Hello,
similar questions/arguments took already place in the past, but I think it
could be a good point to dig more if possible.
I focus on block based storage and my environments have iSCSI based with
multipath, connected to Equallogic.
Currently I have set no_path_retry to 4, so I have a 20 seconds timeout
(polling_interval=5).
Sometimes some network planned activity (not under my domain) that should
have no impact "doesn't go so well" and I could have longer delays (also
60-70 seconds) and so oVirt reactions where I see soft fencing, VMs going
into paused state or "question mark" state...
Comparing to vSphere, the same events don't apparently cause anything (and
I see same lost paths events in datastore and ESXi host monitoring-->
Events pane).
This basically depends on APD default timeout that seems to be 140 seconds.
This difference of behavior has the effect of showing an apparent better
SLA of vSphere during these short time outages and a sort of show stopper
for extending oVirt implementation....
Interesting vSphere KBs here:
Storage device has entered the All Paths Down state (2032934)
https://kb.vmware.com/s/article/2032934
Containing:
"Note: By default, the APD timeout is set to 140 seconds."
All Paths Down timeout for a storage device has expired (2032940)
https://kb.vmware.com/s/article/2032940
Path redundancy to the storage device is degraded (1009555)

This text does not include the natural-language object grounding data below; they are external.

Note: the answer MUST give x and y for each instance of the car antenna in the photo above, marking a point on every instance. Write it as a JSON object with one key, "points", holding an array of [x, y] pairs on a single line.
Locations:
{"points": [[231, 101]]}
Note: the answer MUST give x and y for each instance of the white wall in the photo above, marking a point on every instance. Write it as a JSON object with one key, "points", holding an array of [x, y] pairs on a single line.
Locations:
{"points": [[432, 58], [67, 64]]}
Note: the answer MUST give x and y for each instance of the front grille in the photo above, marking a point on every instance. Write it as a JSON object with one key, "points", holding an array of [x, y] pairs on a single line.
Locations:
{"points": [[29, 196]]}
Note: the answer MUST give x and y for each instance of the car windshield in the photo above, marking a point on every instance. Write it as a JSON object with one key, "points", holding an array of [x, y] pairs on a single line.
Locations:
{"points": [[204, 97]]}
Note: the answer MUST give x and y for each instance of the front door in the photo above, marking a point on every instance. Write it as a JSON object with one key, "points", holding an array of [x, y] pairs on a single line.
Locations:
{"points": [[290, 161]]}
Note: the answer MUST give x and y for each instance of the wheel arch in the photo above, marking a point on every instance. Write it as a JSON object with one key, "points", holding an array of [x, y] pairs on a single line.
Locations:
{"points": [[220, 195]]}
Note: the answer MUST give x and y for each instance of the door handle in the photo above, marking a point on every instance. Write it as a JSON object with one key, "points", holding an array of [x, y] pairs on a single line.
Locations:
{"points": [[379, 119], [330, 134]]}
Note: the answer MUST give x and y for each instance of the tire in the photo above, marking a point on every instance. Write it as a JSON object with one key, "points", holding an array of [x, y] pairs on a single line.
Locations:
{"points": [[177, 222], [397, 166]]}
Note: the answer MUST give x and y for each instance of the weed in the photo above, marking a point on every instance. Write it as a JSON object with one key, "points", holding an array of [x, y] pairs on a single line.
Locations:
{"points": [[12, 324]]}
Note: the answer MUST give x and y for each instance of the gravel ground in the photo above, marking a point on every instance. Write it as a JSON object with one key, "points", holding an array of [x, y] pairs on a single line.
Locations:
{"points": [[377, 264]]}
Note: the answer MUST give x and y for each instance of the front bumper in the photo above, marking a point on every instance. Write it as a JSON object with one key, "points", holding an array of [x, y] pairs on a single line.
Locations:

https://kb.vmware.com/s/article/1009555
Storage device has recovered from the APD state (2032945)
https://kb.vmware.com/s/article/2032945
So the question is what kind of real risks I have if I simulate that
behavior and set a no_path_retry value so that polling_interval x
no_path_retry = 140
(in default config of polling_interval=5 it would mean no_path_retry = 28)
BTW: I also have an environment based on RHV 4.3.5 and iSCSI and in
parallel I opened a case (02452597) for asking clarifications/chances
remaining in supported configuration, so for logs and so on it could help
going into it for Red Hat developers
Thanks,
Gianluca